SciLifeLab The Svedberg seminar series, Sakari Kellokumpu
Monday September 26
Faculty of Biochemistry and Molecular Medicine, Oulu University, Finland
I got my PhD in 1986, after which I spent my post-doc at the Yale University Sch Med (New Haven USA) during 1987-1989. In 1993, I was named to Adj. professor in Cell Biology at the University of Oulu. Since then, I have been working at Oulu University (Dept of Anatomy and Cell Biology, Dept in Biochemistry and recently, Faculty of Biochemistry and Molecular Medicine. The main focus is to understand how the Golgi glycosylation machinery is organized, functions, and is regulated in normal and diseased cells.
Golgi enzyme interactions in live cells
The “glycocalyx”, made of thousands of structurally different glycan chains attached to cell surface proteins and lipids, plays a crucial role in mediating various interactions of cells with other cells, extracellular matrix constituents and invading pathogens.
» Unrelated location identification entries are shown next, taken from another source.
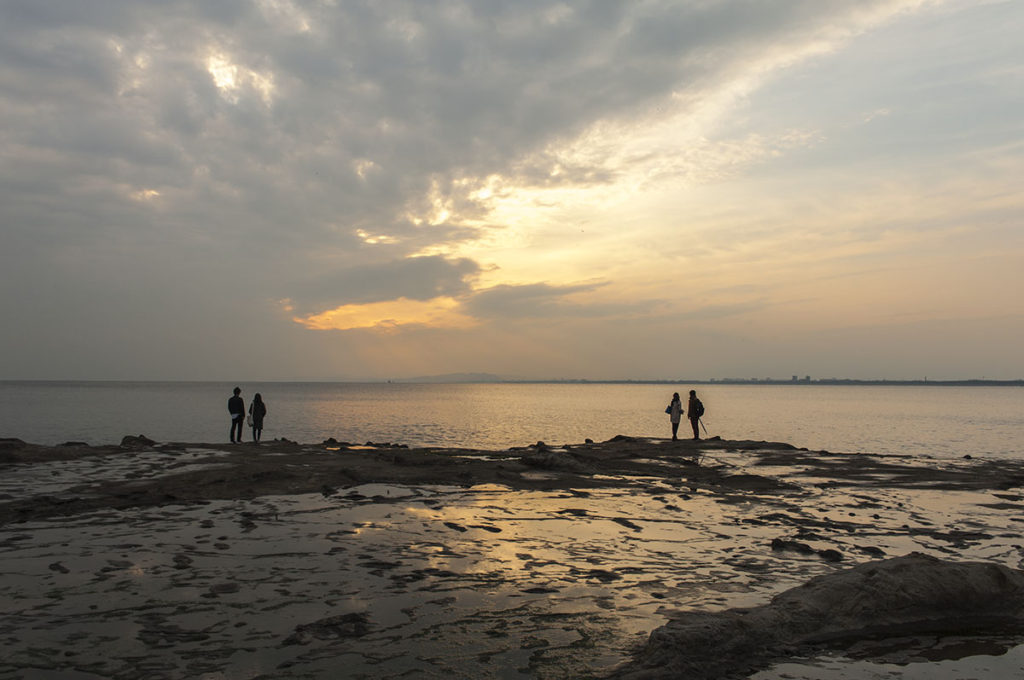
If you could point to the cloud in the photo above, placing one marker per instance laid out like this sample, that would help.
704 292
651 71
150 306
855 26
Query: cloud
177 165
418 279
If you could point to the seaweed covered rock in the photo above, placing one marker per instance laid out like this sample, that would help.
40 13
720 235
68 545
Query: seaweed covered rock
905 595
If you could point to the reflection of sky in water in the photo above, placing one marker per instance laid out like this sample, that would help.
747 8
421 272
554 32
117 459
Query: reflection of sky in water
945 422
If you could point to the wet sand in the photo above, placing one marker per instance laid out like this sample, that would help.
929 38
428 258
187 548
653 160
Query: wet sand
213 560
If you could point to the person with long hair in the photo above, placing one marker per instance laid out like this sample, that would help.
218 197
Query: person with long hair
257 411
675 412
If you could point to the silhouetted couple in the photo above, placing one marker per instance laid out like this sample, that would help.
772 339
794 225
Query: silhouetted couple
694 409
257 411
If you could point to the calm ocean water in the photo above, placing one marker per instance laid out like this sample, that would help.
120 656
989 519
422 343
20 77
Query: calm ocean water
922 420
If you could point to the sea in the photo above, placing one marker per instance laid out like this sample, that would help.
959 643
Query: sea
936 421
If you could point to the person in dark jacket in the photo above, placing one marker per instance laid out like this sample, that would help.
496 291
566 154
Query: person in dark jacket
675 410
693 411
237 407
257 410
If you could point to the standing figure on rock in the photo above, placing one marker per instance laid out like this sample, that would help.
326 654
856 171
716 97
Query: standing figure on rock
675 412
693 411
237 407
257 410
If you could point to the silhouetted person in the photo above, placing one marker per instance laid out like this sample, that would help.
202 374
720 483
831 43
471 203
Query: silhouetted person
237 408
257 410
693 411
675 412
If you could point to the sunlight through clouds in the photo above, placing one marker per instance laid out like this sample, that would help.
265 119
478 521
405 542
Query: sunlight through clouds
549 187
390 315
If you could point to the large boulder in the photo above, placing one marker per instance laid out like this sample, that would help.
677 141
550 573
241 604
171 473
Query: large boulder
894 597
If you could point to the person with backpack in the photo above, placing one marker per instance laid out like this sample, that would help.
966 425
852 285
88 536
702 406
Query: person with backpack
694 409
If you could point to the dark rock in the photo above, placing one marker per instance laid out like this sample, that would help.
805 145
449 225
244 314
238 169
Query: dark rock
904 596
785 544
140 441
332 628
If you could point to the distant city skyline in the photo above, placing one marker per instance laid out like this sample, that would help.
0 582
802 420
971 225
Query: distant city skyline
258 188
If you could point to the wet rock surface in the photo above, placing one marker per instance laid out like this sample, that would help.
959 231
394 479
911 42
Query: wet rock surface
891 598
172 560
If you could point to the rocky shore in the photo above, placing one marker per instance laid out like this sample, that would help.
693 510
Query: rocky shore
289 559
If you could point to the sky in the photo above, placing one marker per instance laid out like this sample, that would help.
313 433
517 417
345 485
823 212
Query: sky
325 189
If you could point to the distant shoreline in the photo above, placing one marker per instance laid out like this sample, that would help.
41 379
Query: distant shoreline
442 380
Our main aim is to understand how the Golgi glycosylation machinery needed for the synthesis of the sugar coat is functionally organized and regulated in the living cell, and why it is defective in many diseases such as cancers. Using high-through-put BiFC (bimolecular fluorescence complementation) and FRET (fluorescent resonance energy transfer) approaches we have shown that glycosyltransferases are functionally organized into, and also function as, distinct complexes. Secondly, complex formation requires complex organizational interplay between enzyme homomers and heteromers, a phenomenon that is highly dependent on existing ER and Golgi pH gradients. Identification of the interaction surfaces and the role these interactions in shaping the morphology of Golgi stacks, will also be discussed.